Richard Dawkins in particular is the epitome of this type of thought, but it permeates many scientific and progressive communities. Within this belief system rational science takes precedence over all other forms of spirituality. Anyone who has any spiritual or religious beliefs is therefore “anti-science” and deserves to be criticised. Simple as that.
If this is true, what was his motive? Whether or not he wanted the police to arrest him, they shouldn’t have done so 杭州桑拿,杭州夜生活,/LtOFAAmVxK
— Richard Dawkins (@RichardDawkins) September 20, 2015
Here, we can see a really hallow, and dangerous, form of ideology.
This is not just a system that tries to educate and promote science, but enforce it as well. New Atheism is a political ideology based on nothing more than imposing the idea of an “objective truth”. It is about proving that science is “right” without ever questioning the potential reasons why some have religious and spiritual beliefs, and what benefit they may bring.

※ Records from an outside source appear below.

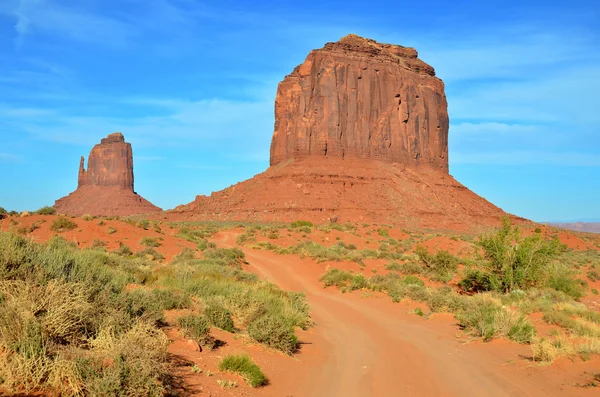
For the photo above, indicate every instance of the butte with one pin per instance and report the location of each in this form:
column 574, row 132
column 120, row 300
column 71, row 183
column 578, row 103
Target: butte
column 106, row 187
column 361, row 135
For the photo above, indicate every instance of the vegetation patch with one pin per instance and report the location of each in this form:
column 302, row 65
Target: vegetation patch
column 245, row 367
column 62, row 224
column 46, row 211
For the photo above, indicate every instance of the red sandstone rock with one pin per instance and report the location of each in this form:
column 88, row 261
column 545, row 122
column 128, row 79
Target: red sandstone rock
column 110, row 164
column 106, row 187
column 359, row 98
column 361, row 135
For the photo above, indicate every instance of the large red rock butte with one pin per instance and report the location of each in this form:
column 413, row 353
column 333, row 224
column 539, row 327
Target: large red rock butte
column 106, row 187
column 359, row 98
column 361, row 135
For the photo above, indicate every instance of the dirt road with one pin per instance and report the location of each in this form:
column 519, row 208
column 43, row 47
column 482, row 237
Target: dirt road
column 374, row 351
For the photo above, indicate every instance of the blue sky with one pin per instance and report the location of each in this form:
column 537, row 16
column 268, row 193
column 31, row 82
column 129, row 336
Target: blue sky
column 192, row 85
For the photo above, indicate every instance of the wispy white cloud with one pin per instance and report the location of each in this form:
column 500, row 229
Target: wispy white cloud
column 74, row 22
column 172, row 123
column 527, row 157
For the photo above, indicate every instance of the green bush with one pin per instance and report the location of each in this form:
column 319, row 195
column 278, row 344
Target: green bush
column 197, row 328
column 442, row 263
column 220, row 317
column 476, row 280
column 124, row 250
column 225, row 256
column 274, row 331
column 406, row 268
column 151, row 254
column 46, row 211
column 489, row 320
column 62, row 224
column 519, row 262
column 64, row 316
column 144, row 224
column 593, row 275
column 245, row 367
column 570, row 286
column 383, row 232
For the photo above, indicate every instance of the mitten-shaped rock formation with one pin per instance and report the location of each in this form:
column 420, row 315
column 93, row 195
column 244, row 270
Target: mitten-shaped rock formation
column 362, row 99
column 106, row 187
column 110, row 164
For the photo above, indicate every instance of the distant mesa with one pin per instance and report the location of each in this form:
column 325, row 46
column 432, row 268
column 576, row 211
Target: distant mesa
column 360, row 135
column 106, row 187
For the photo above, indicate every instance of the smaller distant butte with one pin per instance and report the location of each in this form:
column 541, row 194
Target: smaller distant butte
column 106, row 187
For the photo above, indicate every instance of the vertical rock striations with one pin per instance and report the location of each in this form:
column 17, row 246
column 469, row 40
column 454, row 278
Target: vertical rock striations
column 106, row 187
column 362, row 99
column 361, row 135
column 110, row 164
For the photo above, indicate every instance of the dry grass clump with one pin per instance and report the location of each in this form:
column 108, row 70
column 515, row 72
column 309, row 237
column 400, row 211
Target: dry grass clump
column 68, row 328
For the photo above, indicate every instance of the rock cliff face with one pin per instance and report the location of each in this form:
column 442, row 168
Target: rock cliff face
column 106, row 187
column 362, row 99
column 361, row 135
column 110, row 164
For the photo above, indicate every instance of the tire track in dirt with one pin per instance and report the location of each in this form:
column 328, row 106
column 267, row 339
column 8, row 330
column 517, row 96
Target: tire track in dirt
column 371, row 352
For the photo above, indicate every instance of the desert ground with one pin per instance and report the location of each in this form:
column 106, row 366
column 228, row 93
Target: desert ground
column 374, row 317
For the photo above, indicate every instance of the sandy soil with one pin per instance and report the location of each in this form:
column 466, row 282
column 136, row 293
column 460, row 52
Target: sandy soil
column 362, row 343
column 375, row 348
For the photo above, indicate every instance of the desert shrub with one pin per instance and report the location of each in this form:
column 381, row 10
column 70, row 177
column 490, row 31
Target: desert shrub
column 593, row 275
column 570, row 286
column 62, row 224
column 274, row 331
column 578, row 326
column 197, row 328
column 98, row 244
column 487, row 319
column 442, row 263
column 123, row 250
column 413, row 280
column 203, row 244
column 477, row 280
column 245, row 237
column 150, row 242
column 46, row 211
column 406, row 268
column 383, row 232
column 63, row 318
column 186, row 254
column 219, row 317
column 546, row 351
column 225, row 256
column 518, row 262
column 28, row 229
column 151, row 254
column 245, row 367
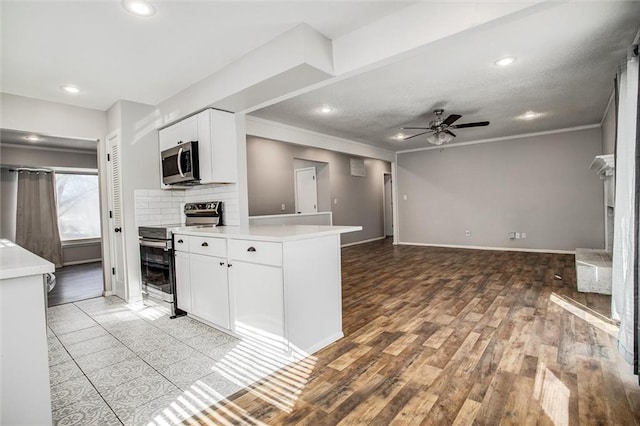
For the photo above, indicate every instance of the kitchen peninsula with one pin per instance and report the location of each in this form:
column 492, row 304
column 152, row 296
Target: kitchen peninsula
column 278, row 284
column 24, row 362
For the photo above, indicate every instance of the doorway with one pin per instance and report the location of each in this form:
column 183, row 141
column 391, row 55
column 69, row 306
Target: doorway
column 388, row 205
column 306, row 190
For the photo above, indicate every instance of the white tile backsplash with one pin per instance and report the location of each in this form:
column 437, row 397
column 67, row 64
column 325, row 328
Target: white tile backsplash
column 164, row 207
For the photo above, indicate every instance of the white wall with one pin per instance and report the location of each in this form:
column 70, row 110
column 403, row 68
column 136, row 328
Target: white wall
column 540, row 185
column 50, row 118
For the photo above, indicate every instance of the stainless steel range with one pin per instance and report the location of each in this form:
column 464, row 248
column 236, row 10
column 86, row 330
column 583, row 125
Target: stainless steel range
column 157, row 268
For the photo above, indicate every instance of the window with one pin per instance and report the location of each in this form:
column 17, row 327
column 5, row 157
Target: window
column 78, row 206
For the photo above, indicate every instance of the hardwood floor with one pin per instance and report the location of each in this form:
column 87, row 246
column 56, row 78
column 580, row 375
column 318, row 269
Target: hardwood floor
column 453, row 337
column 77, row 282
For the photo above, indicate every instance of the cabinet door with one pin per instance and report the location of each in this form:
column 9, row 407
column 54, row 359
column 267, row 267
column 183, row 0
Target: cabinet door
column 189, row 129
column 217, row 146
column 169, row 136
column 210, row 289
column 183, row 281
column 258, row 300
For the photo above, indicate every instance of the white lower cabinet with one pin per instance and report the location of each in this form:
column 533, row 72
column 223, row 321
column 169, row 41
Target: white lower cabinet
column 258, row 301
column 283, row 295
column 210, row 289
column 183, row 280
column 202, row 286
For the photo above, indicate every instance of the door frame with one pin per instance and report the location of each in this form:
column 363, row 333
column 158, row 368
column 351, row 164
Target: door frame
column 387, row 203
column 295, row 185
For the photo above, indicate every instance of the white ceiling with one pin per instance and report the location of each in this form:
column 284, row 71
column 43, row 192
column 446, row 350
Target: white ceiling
column 567, row 57
column 111, row 54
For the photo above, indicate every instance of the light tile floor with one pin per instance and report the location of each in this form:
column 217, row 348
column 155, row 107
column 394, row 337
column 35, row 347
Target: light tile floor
column 112, row 363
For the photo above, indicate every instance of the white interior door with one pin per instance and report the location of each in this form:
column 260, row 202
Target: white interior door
column 118, row 281
column 388, row 206
column 306, row 190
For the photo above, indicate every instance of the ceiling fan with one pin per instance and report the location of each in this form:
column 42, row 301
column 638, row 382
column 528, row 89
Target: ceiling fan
column 441, row 128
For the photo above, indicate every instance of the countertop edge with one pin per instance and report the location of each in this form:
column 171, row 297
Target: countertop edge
column 245, row 234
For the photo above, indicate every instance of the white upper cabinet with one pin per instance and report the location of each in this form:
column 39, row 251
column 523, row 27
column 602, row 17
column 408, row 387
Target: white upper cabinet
column 183, row 131
column 217, row 146
column 215, row 132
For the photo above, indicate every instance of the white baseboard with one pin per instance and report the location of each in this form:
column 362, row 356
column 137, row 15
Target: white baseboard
column 526, row 250
column 363, row 241
column 80, row 262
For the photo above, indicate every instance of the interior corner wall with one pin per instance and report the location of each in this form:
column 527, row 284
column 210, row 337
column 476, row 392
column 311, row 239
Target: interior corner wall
column 539, row 185
column 8, row 203
column 270, row 166
column 609, row 131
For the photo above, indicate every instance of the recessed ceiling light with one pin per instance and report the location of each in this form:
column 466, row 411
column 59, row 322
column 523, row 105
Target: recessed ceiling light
column 139, row 7
column 507, row 60
column 530, row 115
column 400, row 136
column 70, row 88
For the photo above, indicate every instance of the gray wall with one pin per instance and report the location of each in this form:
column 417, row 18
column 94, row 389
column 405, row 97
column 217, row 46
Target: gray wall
column 270, row 169
column 16, row 156
column 539, row 185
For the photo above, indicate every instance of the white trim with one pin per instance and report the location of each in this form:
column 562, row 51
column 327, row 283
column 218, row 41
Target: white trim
column 362, row 242
column 606, row 110
column 47, row 148
column 80, row 262
column 274, row 130
column 504, row 138
column 526, row 250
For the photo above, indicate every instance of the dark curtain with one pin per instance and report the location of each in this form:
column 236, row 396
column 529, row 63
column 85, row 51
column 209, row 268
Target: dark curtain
column 37, row 216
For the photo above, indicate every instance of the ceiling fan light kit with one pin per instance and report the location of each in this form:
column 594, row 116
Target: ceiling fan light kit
column 439, row 138
column 440, row 128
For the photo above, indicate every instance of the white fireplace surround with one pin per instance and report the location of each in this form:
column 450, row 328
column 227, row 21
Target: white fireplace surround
column 593, row 266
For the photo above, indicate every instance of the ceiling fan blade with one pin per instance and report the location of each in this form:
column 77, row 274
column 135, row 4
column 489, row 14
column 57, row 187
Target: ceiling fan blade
column 477, row 124
column 419, row 134
column 449, row 120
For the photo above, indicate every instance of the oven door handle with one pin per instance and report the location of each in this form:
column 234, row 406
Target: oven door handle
column 156, row 244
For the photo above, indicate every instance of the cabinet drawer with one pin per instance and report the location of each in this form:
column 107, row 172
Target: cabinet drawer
column 262, row 252
column 181, row 243
column 208, row 246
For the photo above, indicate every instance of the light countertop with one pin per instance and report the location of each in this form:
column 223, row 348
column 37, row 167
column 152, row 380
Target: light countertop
column 277, row 233
column 17, row 262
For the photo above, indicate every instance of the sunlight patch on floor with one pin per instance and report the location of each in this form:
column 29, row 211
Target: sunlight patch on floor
column 583, row 313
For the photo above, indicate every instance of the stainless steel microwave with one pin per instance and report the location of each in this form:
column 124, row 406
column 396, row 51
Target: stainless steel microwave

Now, don’t get me wrong, I have no problem with promoting science and science education. I would be the first, for example, to say that we should be teaching evolution in school, and not creationism. But that doesn’t mean there’s anything wrong with the spiritual and religious ideas existing in our society. For many, religion plays an important role in providing community, hope, and support during difficult times. I cannot blame people for seeking these things as they make their way through life.
New Atheism fails to recognise this, mocking people for being “irrational” just because they don’t follow full scientific dogma. In turn it has become an entirely intolerant theology of its own, one no better than the religions it is supposed to be criticising. As Hamad Dabashi argues, the manner “in which Dawkins and his coreligionists preach and practise their atheism is not much different than the manner in which Abu Bakr al-Baghdadi preaches and practises his Islam, or John Hagee confesses his Christianity, or Rabbi Eli Ben-Dahan his Judaism.”
In doing so New Atheism has nothing to do with creating a better world, or even challenging the power or organised religion. It is all about “being right”, even if that is at the expense of living in a more tolerant and accepting world.
This is how two grown men ended up attacking a 14-year-old over his claim that he “invented” a clock. It is the logical extension of a theology that is all about moral and intellectual superiority. Running out of adults to attack, it makes sense Dawkins and Maher would soon pick on a child. In doing so though they’ve highlighted the extremely hollow nature of their ideology. For that we can thank them.
Simon Copland is a freelance writer and climate campaigner. He is a regular columnist for the Sydney Star Observer and blogs at The Moonbat.